Never mind either that the no-substantive-detail-new-policy is claimed to involve one of the greatest reforms to Federation in ‘generations’ and the greatest health reform since the introduction of Medicare (the Queensland Premier say the policy is a blank page). The discussion of the general issue will, Turnbull hopes, occupy much time and attention in the lead-up to the election and he will be praised for raising it.
Never mind that the announcement was made at a press conference at a football ground and no written document was released.
Never mind that Treasurer Scott Morrison was not aware that Turnbull contradicted himself by first saying that the arrangement would not involve an increase in the overall burden of taxation and then saying that “in the long term” States should be free to raise or lower income tax rates. The long term is a long way off but it shows vision.
Andrew Bolt argues in Bolt on Turnbull’s Tax Plan that “none of this makes sense as a political strategy just months out from an election” and that Turnbull’s statement is open to different interpretations which Labor will surely use to the utmost.
None of this to say that the vertical fiscal imbalance is not too large (with the States relying on large grants to finance their services and the Federal Government unduly intervening in the operation by the States of their services). But it is one thing to identify a problem and a much more complex and politically difficult thing to reduce it.

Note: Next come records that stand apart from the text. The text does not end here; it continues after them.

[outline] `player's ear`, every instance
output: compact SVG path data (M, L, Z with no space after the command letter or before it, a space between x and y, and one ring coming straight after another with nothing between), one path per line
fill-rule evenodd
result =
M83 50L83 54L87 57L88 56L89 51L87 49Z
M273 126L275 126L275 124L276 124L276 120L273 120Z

The States have instituted policy changes, such as privatisations and contracting out, which have improved standards of services and which reduce them from unwarranted political influence. Today’s Australian refers to the increase in efficiency of Queensland health services implemented under the Newman government (see Improvement in Ql’d Health Services) but another report indicates that 14 per cent of public hospitals are used by people who carry insurance. That should be drastically reduced and would save considerable sums. I was personally involved in assisting the Kennett government in Victoria to improve the standard of services in that State.
The difficulty is in finding political leaders in the States who are prepared to initiate reforms which inevitably involve reductions in spending. Finding such leaders and providing them with politically usable analysis is more likely to improve standards of services than a reduction in the vertical fiscal imbalance.
To my mind Turnbull’s various statements on Federal-State relations has now confirmed that he should not be PM nor leader of the Liberal Party. But that party has locked itself to him for the election.